Regula is about to gloat, but Anathol points out that his chemicals have petered out. Why? Because Roger has Lillian’s crucifix and it has rendered the evil equipment powerless. The hourglass almost empty, Regula and Anathol writhe in pain at the sight of the cross. Regula pleads with Roger to get rid of it. He gladly obliges and tosses it onto the chemistry set, which causes it to explode! The hourglass empties, and with his time up, both Regula and Anathol keel over and disintegrate. (The twelve virgin bodies also turn into skeletons.) Roger manages to get to Lillian, but the Castle is coming apart at the seams, and they barely manage to get outside before it completely collapses.

They happily find Fabian and Babette waiting for them, and they all pile into the nearest carriage and leave the evil place far behind them.

The end

Wow.

This has got to be one of the creepiest movies I’ve ever seen. In fact, it’s downright disturbing. The plot is pretty generic, and the acting is modestly adequate, but what sets this film apart are the incredible set pieces and the eerie atmosphere it creates. And Dieter Eppler's Anathol was one of the vilest screen heavies I've seen in a good long while.

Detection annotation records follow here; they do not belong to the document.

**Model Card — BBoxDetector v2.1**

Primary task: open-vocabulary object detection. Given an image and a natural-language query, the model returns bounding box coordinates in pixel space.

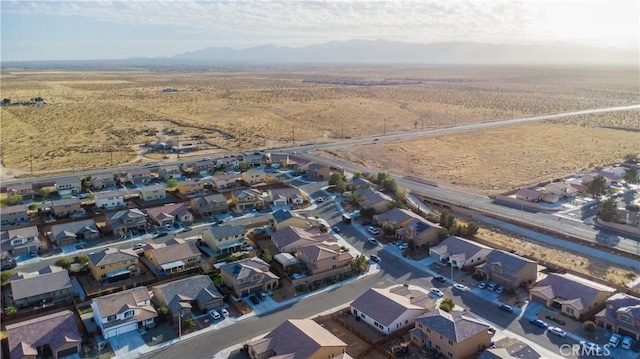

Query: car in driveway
[529,318,549,329]
[249,295,260,305]
[209,309,222,320]
[453,283,469,292]
[549,327,567,338]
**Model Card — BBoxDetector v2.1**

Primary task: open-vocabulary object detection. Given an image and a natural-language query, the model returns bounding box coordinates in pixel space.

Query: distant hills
[172,40,640,64]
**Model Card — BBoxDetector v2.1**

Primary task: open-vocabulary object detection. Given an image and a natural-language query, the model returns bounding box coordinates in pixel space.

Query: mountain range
[171,40,640,64]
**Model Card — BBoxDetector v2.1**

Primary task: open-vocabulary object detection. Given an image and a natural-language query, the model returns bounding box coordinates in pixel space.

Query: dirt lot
[325,111,640,195]
[0,67,639,177]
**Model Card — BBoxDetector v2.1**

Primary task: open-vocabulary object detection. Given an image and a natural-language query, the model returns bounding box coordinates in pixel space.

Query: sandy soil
[324,111,640,195]
[0,67,640,177]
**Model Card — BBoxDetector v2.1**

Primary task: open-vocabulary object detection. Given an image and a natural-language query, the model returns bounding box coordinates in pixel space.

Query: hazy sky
[1,0,640,61]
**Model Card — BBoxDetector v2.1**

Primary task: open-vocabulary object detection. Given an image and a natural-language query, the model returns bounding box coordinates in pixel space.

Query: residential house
[396,218,442,247]
[231,188,264,211]
[268,187,305,207]
[94,190,126,209]
[178,178,207,195]
[202,225,247,254]
[247,319,351,359]
[89,247,140,283]
[144,238,202,274]
[240,168,267,186]
[90,173,116,190]
[0,204,29,226]
[429,236,492,269]
[189,193,229,217]
[220,257,280,297]
[7,183,35,199]
[596,293,640,340]
[189,160,216,175]
[6,310,82,359]
[138,183,167,201]
[91,287,158,339]
[351,288,425,334]
[147,203,193,227]
[211,173,240,190]
[373,208,424,229]
[271,226,335,253]
[269,209,311,231]
[127,168,152,185]
[266,153,293,167]
[55,176,82,196]
[158,165,182,181]
[296,242,355,277]
[0,226,40,257]
[410,308,491,358]
[242,154,265,167]
[516,188,544,202]
[151,274,224,321]
[51,198,84,218]
[476,249,538,289]
[105,208,147,236]
[354,187,393,213]
[9,266,73,308]
[307,163,331,180]
[529,273,616,321]
[49,218,100,246]
[216,156,240,170]
[544,182,578,198]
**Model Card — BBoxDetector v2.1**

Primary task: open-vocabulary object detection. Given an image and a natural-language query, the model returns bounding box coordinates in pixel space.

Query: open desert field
[0,67,640,180]
[325,111,640,195]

Roger Corman’s Poe pictures heavily influenced director Harold Reinl, most famous for starting the Euro-Western trend. I hesitate to call it brilliant, but it took me a while to shake this film the first time I saw it. A lot of the credit for the lasting impression must go to the film’s cinematographer, Ernst Kalinke, and the art and set direction of Will Achtman and Gabrielle Pellon. I’ve never scene a spookier gothic castle than Andeline. Then again, the Germans were always good with gothic horrors. I’d love to see this thing in letterbox to get the full effect.

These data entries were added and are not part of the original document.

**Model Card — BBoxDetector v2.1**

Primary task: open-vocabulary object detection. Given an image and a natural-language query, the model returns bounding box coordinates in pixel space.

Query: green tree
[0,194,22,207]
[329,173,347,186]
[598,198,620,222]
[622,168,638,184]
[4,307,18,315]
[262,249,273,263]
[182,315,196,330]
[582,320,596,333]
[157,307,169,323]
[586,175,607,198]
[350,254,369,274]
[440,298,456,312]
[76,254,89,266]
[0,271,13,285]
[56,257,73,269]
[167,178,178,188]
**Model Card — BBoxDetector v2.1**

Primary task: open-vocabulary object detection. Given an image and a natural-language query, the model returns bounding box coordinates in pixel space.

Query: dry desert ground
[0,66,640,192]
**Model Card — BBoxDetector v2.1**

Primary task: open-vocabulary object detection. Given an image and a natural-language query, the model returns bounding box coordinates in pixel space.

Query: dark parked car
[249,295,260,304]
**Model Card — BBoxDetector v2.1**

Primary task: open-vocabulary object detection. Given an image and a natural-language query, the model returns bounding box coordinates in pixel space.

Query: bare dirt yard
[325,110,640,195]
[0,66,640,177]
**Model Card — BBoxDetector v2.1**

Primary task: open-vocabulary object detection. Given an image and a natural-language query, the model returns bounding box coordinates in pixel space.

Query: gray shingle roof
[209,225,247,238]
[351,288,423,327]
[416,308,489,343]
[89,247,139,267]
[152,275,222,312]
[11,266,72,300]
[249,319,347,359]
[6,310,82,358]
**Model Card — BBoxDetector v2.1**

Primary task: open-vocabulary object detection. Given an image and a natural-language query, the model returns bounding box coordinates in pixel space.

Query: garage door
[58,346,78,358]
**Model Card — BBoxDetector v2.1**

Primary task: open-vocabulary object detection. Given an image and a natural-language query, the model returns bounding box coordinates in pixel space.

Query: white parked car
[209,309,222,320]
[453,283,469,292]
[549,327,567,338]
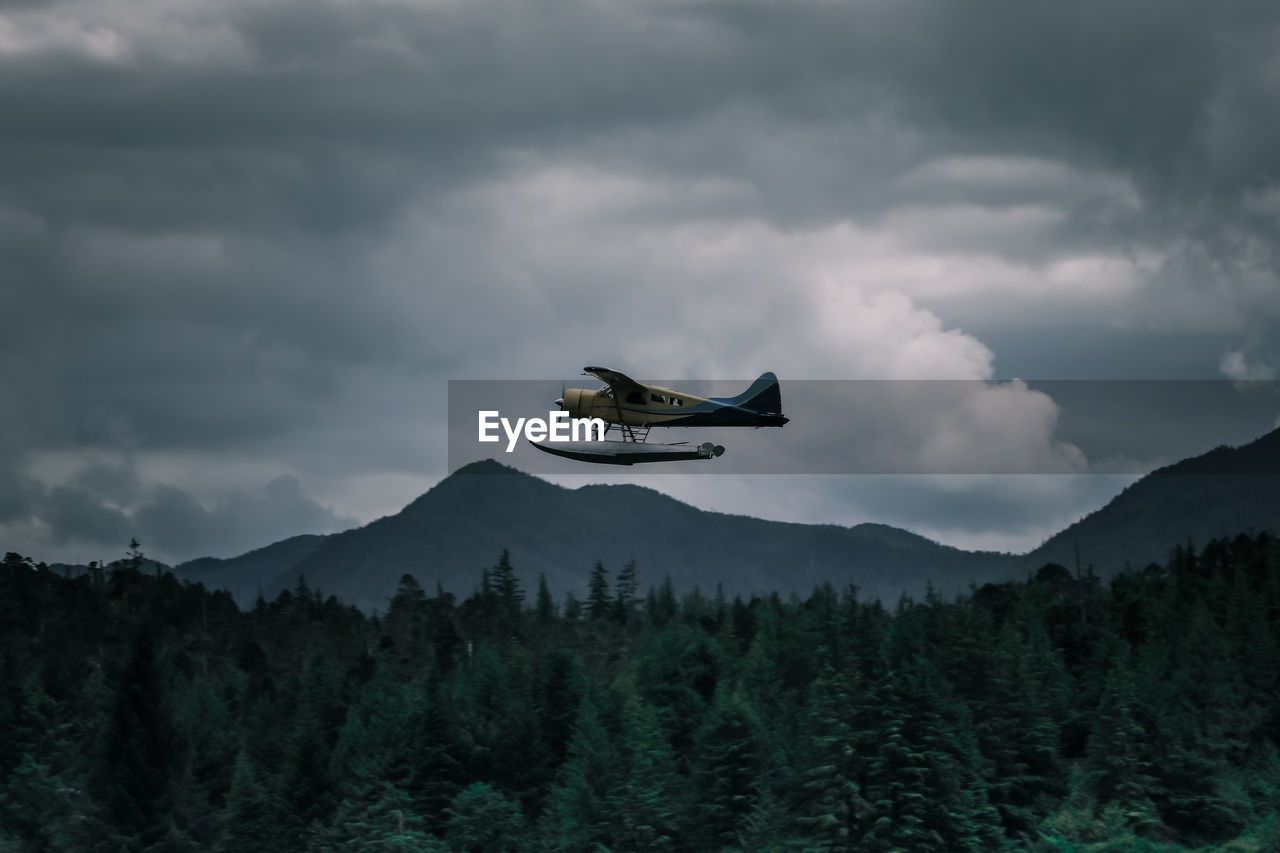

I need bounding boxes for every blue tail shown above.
[726,373,782,415]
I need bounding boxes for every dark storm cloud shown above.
[0,0,1280,556]
[134,476,355,557]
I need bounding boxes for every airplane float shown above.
[531,368,788,465]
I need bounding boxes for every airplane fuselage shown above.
[557,386,788,427]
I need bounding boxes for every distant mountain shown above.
[1019,429,1280,578]
[174,534,328,607]
[177,430,1280,610]
[178,461,1014,610]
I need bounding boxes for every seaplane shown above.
[531,366,790,465]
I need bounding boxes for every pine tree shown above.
[613,560,640,625]
[692,688,765,850]
[218,749,278,853]
[586,561,609,621]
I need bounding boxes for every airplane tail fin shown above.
[732,373,782,415]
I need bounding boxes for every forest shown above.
[0,534,1280,853]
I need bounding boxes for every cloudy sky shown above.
[0,0,1280,561]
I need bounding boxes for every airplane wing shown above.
[582,368,645,398]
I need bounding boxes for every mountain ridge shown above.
[175,430,1280,610]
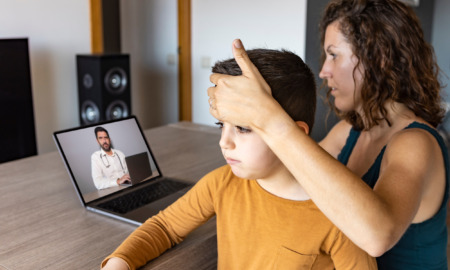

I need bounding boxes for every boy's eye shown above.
[236,126,252,133]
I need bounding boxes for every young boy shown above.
[102,49,376,270]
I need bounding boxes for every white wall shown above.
[192,0,307,125]
[0,0,90,153]
[431,0,450,102]
[120,0,178,129]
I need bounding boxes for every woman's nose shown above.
[319,61,331,79]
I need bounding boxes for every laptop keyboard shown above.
[98,180,189,214]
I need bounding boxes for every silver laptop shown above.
[53,116,191,225]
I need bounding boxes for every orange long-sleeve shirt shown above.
[103,165,377,270]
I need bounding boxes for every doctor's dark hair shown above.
[320,0,444,130]
[94,127,111,139]
[212,49,316,134]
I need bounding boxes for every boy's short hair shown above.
[212,49,316,133]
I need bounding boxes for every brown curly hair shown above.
[320,0,445,130]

The film is full of many stunning visuals -- none greater than the scene of the carriage approaching the castle with all the dead bodies everywhere. In fact, if the movie has one flaw, it’s that these scenes come too early. The rest of the film is creepy enough, but it can’t top what happens here. 

What I find fascinating when I watch one of these foreign jobs is that thinking about the film logically seldom works. Especially when they lose something in the translation. If it can’t be translated, the distributor usually lets it slide, allowing the horror to become even more illogical.  What this does is mess up the logical progression of what transpires. Or what we believe to be a logical chain of events if we got trapped in a gothic castle with a homicidal madman. And if we can't explain it, to me, the scarier the movie becomes. If nothing else, it helps keep the audience off balance.

The film is a brief 75 minutes, but not one of them is wasted. Once the plot is laid out, the dread builds until the climax. Which is why I highly recommend Castle of the Walking Dead, or whatever they're calling nowadays. So track down a copy and prepare to be entertained, but also brace yourselves to be really and truly creeped out.

Posted: 02/28/01. Copy and paste at your own legal risk.